The article is challenging to unpack; it is credulous about the abilities of IBM’s software, and it may be making grander claims for IBM’s aspirations than the company itself makes. Either way, it raises several questions that warrant deeper analysis. How could the veracity of a risk score be challenged? Is IBM also, as Defense One suggests, trying to predict bomb attacks? And is i2 EIA the latest iteration of the collect-it-all mentality?

First, the risk score. To IBM’s credit, the company emphasized that the score (hypothetical as of now) would only be the start of analysis, not the end. Nevertheless, if it were rolled out, would there be a mechanism for refugees to challenge either the underlying data or the conclusions drawn? (Note that there are also significant questions about who would actually be using the risk score, but the available information is too vague to make accurate guesses.) Disputing the score would require knowing what data went into producing it, but the history of similar types of software suggests that it is highly unlikely that either IBM or its government clients will make the scoring process transparent.

The best analogy may be to “predictive policing” software, which is increasingly in vogue with US police departments.
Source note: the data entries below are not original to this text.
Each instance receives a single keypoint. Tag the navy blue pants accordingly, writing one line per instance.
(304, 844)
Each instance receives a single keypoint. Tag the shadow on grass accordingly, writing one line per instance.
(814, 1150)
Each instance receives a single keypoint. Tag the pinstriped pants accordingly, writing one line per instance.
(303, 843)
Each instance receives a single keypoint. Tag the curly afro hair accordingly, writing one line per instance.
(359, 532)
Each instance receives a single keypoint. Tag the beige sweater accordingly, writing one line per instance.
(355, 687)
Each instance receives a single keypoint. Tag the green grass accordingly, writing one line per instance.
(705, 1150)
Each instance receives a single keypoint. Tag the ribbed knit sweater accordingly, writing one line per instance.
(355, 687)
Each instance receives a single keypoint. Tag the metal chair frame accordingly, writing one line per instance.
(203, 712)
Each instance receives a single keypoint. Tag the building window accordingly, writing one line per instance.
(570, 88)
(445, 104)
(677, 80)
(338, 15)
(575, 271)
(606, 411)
Generally speaking, predictive policing seeks to forecast where crime is going to occur or who is likely to commit a crime, and to deploy officers in response to those forecasts. One of the chief criticisms of predictive policing is that the programs are almost entirely opaque; even when companies designing the software reveal the kinds of information they use, the algorithm itself is a black box. This intentional obscurity makes it close to impossible for an outside observer to audit the fairness of the algorithm or for a targeted community to independently evaluate the legitimacy of police officers’ increased presence in their neighborhood.

A software system targeted at identifying potential terrorists is highly likely to be cloaked in secrecy as well. If so, it may be a nearly impossible task to challenge the score that it spits out. And if the score is used to make a decision about who stays and who goes, that inscrutability may have life-or-death consequences.

Second, what exactly is the software intended to show? As noted above, Tucker contends that in addition to identifying individuals for extra investigative attention, IBM believes the software could “predict bomb attacks.”

The description of the company’s actual experiment suggests something slightly less sci-fi: not a terrorism forecaster, but an attempt to find networks of associates related to a phone number used to set off a bomb via text message. If IBM is hoping its software program could actually predict upcoming terrorist attacks, however, that possibility has been pretty thoroughly debunked. One major study commissioned by the Defense Department concluded that “there is no credible approach that has been documented … to accurately anticipate” terrorist threats. This is because there have been so few terrorist attacks that there is no reliable terrorism “signature,” and no way to establish a common pattern.

This is quite unlike instances of credit card fraud, which occur in large numbers and create a robust pattern that can be divined — including by IBM’s software — within the massive volume of credit card transactions. As security expert Bruce Schneier explains, “Terrorist plots are different, mostly because whereas fraud is common, terrorist attacks are very rare. This means that even highly accurate terrorism prediction systems will be so flooded with false alarms that they will be useless.” Until bomb attacks become as common as credit card fraud, using software to predict a bomb attack will be an expensive exercise in futility.

Finally, the article puts forward a stark proposition in support of bulk collection: “the more data i2 EIA gets, the more helpful it becomes.” But is that really true? While this contention is intuitively appealing, it turns out that it is not always the case.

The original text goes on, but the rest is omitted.